CSE143 Notes for Monday, 1/23/06

I began by comparing the IntList and LinkedIntList classes that we have been looking at. In the IntList class we have some data fields and methods including the "appending add" method that adds a value at the end of the list:

        public class IntList {
            private int[] elementData;
            private int size;

            ...

            public void add(int value) {
                ...
            }

            ...
        }

The LinkedIntList class also has data fields and an appending add method, although they are different data fields and the implementation of the appending add is different:

        public class LinkedIntList {
            private ListNode front;

            ...

            public void add(int value) {
                ...
            }

            ...
        }

In computer science we try to use abstraction to find what is common between these two classes even though we recongize that there are things that are quite different about the two. We would imagine an "integer list" abstraction of which these are two possible implementations. They're both the same in the sense that they provide basic "integer list" functionality like an appending add. But they are different in the sense that they are implemented quite differently (one using an array and the other using a linked list).

We have been using this concept for many years in programming.

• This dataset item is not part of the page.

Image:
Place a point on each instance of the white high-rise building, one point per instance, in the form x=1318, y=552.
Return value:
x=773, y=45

It is traditionally referred to as an Abstract Data Type or ADT:

        A bstract
        D ata
        T ype

With Java, we have actual language support for this concept. Not only can we talk abstractly about an "integer list" abstraction, we can actually define it using what is known in Java as an "interface".

        public interface IntList {
            public void add(int value);
            ...
        }

Notice that in place of the word "class" we have the word "interface". An interace has similar properties to a class. I said that a good way of thinking of an interface is to think of it as being a "hollow" class. It would be as if you had taken a working radio and removed all of the electronics that make it work. You'd be left with a hollow shell that has all of the buttons and controls for the radio (on/off switch, volume setting, station setting, etc), but none of the electronics to actually make the radio work.

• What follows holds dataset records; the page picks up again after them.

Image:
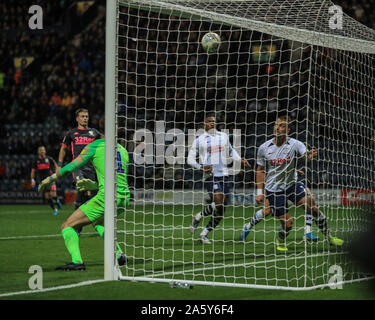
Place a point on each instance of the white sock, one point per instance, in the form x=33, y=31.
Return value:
x=205, y=232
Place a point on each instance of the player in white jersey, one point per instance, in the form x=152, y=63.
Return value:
x=213, y=148
x=277, y=179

In particular, you can not include data fields in an interface. There is no "state" allowed in an interface. It specifies behaviors only, not how those behaviors are implemented. In fact, as a shorthand, you can think of an interface as specifying the "what" part of an ADT and the implementation as specifying the "how" part. Notice that this interface has the header for the appending add method. But in an interface, we aren't allowed to include an actual implementation of the method. Remember that it is like a hollow class without the actual electronics that make it work. So in place of the curly braces that would normally contain the method definition, we put a semicolon. This is a convention borrowed from C and C++ where this is known as a "function prototype". From the header we know the signature of the method, but that's all we need for the abstraction (the "what" part).

But remember that we have two implementations. We have an array-based implementation that we used to call IntList. Now that we are using the name IntList for the interface, we can change its name to ArrayIntList. We would now define it as follows:

        public class ArrayIntList implements IntList {
            ...
        }

Notice how the class header contains an "implements" clause that mentions the fact that this class implements the Intlist interface. We'd make a similar change to the LinkedIntList class header:

        public class LinkedIntList implements IntList {
            ...
        }

By saying that a class implements an interface, you are promising that all of the methods mentioned in the interface will be implemented in the class itself. So both classes need to have a definition for the appending add method. If the class doesn't implement one of the methods mentioned in the interface, then the compiler generates an error when you try to compile it.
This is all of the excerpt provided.